- Truth Is Marching In
“The nimble-fingered six-stringer is forever picking energetic, angular lines that weave a half-century’s worth of rock, jazz, and whatsis into every measure.”
–Brent Burton, Jazz Times
“Ayler would be proud.”
— Mark Corroto, [All About Jazz]
What is Spiritual Unity?
Spiritual Unity is a group formed by guitarist Marc Ribot dedicated to re-creating and re-imagining the music of the great saxophonist Albert Ayler, one of the pillars of modern jazz. Ribot (Lounge Lizards, Los Cubanos Postizos and countless other bands) is a longtime fan of Ayler’s who has spent years listening to and internalizing the communicative group process integral to Ayler’s music.
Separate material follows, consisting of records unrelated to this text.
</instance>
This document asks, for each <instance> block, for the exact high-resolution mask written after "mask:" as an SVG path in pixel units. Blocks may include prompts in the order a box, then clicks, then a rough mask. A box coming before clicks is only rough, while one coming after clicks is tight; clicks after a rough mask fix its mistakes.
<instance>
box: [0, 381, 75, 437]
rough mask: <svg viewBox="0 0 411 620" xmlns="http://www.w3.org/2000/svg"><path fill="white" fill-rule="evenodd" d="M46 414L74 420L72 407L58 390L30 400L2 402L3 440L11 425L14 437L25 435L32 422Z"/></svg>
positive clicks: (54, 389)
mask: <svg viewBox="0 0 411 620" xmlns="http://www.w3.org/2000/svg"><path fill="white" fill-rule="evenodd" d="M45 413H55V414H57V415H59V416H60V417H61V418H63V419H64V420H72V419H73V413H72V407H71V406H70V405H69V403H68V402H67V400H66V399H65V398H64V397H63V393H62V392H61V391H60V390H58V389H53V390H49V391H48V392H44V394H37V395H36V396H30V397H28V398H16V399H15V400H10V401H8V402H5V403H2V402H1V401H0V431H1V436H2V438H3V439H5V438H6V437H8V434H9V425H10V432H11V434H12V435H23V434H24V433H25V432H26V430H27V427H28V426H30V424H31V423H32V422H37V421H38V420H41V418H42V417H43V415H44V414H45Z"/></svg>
Ribot describes playing Ayler’s music as a “ritual process, through improvisation, of experiencing and presenting the rawest moment of musical creation.” He knew that the time had come to realize his long-time dream of forming a collective band to play this music when the celebrated bassist Henry Grimes, who played on many of Ayler’s seminal recordings from the 1960s, returned to the jazz scene in 2003.
Grimes’ amazing reemergence after 30 plus years away from music is now one of the great stories in the annals of jazz. “Spiritual Unity” is just the second release and the first studio recorded release to feature him since his return. This recording, for those who haven’t had the good fortune to see Grimes play live, finds him playing as strong as ever. He is obviously the perfect bassist for this music. Ribot displays his obvious passion for this music. His playing ranges widely from delicate beauty to wails and shrieks and everything in between. Trumpeter Roy Campbell exhibits his incredible versatility. He sports his free jazz hat and delivers the combination of lyricism and whomp that he brings to every musical context. Drummer Chad Taylor (Chicago Underground Trio) plays with muscle and verve, propelling this difficult music forward.
“Spiritual Unity” features one original by Ribot and four compositions by Ayler. Ribot’s “Invocation” opens the album and immediately conjures Ayler’s spirit. This is followed by “Spirits,” one of Ayler’s catchiest and instantly recognizable tunes. “Truth is Marching In,” another of Ayler’s signature tracks, featuring a long, mournful intro that suddenly breaks into a warped march. The spacious “Saints” bridges to the album closer “Bells,” a 15 minute tour-de-force recorded live at Tonic the night before the studio session.
“Spiritual Unity” could easily be overshadowed by comparisons to Ayler’s original work, but the intentions far exceed a straightforward canonization of Aylers music. Using Ayler’s vocabulary as raw material, Ribot, Grimes, Taylor and Campbell combine their disparate influences to fashion their own distinct work of art.